Verwaltungsgerichtshof

Entscheidungsdatum

22.11.2016

Geschäftszahl

Ra 2016/03/0109

Rechtssatz

Wenn der Revisionswerber den Bedarf zum Führen einer Schusswaffe nach dem WaffG 1996 mit möglichen Gefährdungen in der Freizeit auf Grund seiner dienstlichen Tätigkeit als Justizwachebeamter begründet, ist festzuhalten, dass die Abwehr einer allgemeinen Gefahr wie der rechtswidrigen Verwirklichung des Tatbestands einer gerichtlich strafbaren Handlung (die vorsätzlich begangen wird) nach dem StGB auf dem Boden des Sicherheitspolizeigesetzes den Sicherheitsbehörden und den Organen des öffentlichen Sicherheitsdienstes (die für die Sicherheitsbehörden den Exekutivdienst versehen) zukommt.

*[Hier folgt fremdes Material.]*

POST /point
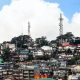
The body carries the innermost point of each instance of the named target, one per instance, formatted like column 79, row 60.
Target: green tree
column 41, row 41
column 6, row 54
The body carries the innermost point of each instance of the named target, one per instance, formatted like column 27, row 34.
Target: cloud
column 43, row 16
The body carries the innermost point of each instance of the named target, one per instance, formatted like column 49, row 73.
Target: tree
column 6, row 54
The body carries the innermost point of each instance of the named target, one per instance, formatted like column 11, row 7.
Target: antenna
column 61, row 25
column 28, row 28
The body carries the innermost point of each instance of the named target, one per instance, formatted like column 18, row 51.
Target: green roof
column 46, row 79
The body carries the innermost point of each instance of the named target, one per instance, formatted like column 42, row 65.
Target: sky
column 43, row 16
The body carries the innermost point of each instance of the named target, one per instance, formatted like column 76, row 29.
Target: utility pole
column 29, row 28
column 61, row 28
column 61, row 25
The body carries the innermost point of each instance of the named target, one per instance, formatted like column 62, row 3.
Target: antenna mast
column 28, row 28
column 61, row 25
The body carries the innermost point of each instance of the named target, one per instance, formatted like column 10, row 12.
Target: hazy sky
column 43, row 16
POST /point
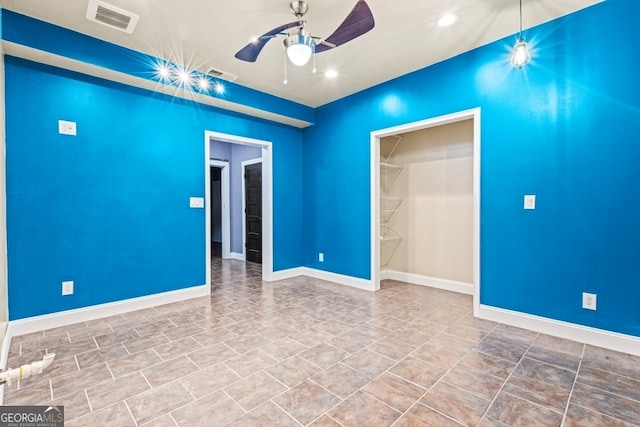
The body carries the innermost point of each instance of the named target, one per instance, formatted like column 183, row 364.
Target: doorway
column 219, row 215
column 252, row 199
column 376, row 215
column 266, row 182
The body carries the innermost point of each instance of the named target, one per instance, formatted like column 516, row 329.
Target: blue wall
column 565, row 128
column 109, row 208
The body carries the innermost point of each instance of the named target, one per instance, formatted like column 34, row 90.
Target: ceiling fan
column 299, row 45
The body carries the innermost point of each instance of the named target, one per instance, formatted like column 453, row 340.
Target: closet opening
column 425, row 203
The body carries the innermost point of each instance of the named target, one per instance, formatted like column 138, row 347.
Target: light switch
column 66, row 128
column 196, row 202
column 530, row 201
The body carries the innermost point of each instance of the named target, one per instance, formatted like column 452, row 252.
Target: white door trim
column 244, row 205
column 474, row 114
column 224, row 196
column 267, row 197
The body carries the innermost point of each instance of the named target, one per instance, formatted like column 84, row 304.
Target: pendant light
column 520, row 56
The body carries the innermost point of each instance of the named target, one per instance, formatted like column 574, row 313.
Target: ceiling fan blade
column 359, row 21
column 251, row 51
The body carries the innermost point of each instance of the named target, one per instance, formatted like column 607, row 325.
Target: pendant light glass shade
column 520, row 56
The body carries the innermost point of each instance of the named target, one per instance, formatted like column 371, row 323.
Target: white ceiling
column 206, row 34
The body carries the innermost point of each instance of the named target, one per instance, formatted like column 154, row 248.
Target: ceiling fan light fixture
column 299, row 48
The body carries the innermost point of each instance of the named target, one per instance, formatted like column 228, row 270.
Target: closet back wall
column 435, row 219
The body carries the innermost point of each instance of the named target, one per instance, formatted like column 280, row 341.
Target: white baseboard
column 597, row 337
column 68, row 317
column 432, row 282
column 237, row 256
column 341, row 279
column 286, row 274
column 62, row 318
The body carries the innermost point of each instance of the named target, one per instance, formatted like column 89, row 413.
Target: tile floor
column 308, row 352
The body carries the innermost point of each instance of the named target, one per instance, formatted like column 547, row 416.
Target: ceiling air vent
column 222, row 75
column 112, row 16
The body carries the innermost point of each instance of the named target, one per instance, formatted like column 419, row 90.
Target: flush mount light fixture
column 299, row 46
column 331, row 74
column 447, row 19
column 520, row 56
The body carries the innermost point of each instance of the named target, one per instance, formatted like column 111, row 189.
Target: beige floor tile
column 163, row 421
column 341, row 380
column 513, row 411
column 250, row 362
column 209, row 380
column 495, row 366
column 174, row 349
column 323, row 355
column 284, row 348
column 456, row 403
column 158, row 401
column 478, row 383
column 135, row 362
column 328, row 342
column 212, row 355
column 211, row 410
column 101, row 355
column 606, row 403
column 113, row 391
column 394, row 391
column 422, row 416
column 307, row 401
column 246, row 342
column 391, row 348
column 577, row 416
column 325, row 421
column 369, row 363
column 254, row 390
column 363, row 410
column 141, row 344
column 213, row 336
column 170, row 370
column 293, row 371
column 265, row 415
column 437, row 355
column 113, row 416
column 76, row 381
column 418, row 372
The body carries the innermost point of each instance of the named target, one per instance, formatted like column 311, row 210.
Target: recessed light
column 447, row 19
column 331, row 74
column 203, row 83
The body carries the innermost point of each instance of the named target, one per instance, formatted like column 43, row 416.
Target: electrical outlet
column 67, row 287
column 589, row 301
column 530, row 201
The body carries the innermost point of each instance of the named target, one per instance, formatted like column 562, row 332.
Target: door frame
column 474, row 114
column 267, row 197
column 225, row 199
column 244, row 205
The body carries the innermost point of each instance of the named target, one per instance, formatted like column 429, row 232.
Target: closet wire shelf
column 389, row 241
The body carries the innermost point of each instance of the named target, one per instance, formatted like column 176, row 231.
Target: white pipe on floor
column 26, row 371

Es kann daher die Tätigkeit der Sicherheitsbehörden in Anspruch genommen werden, um den offenbar befürchteten Eintritt von Notwehrsituationen hintanzuhalten vergleiche etwa VwGH vom 29. Jänner 2015, Ra 2014/03/0061, und VwGH vom 19. Dezember 2013, 2013/03/0017, mwH).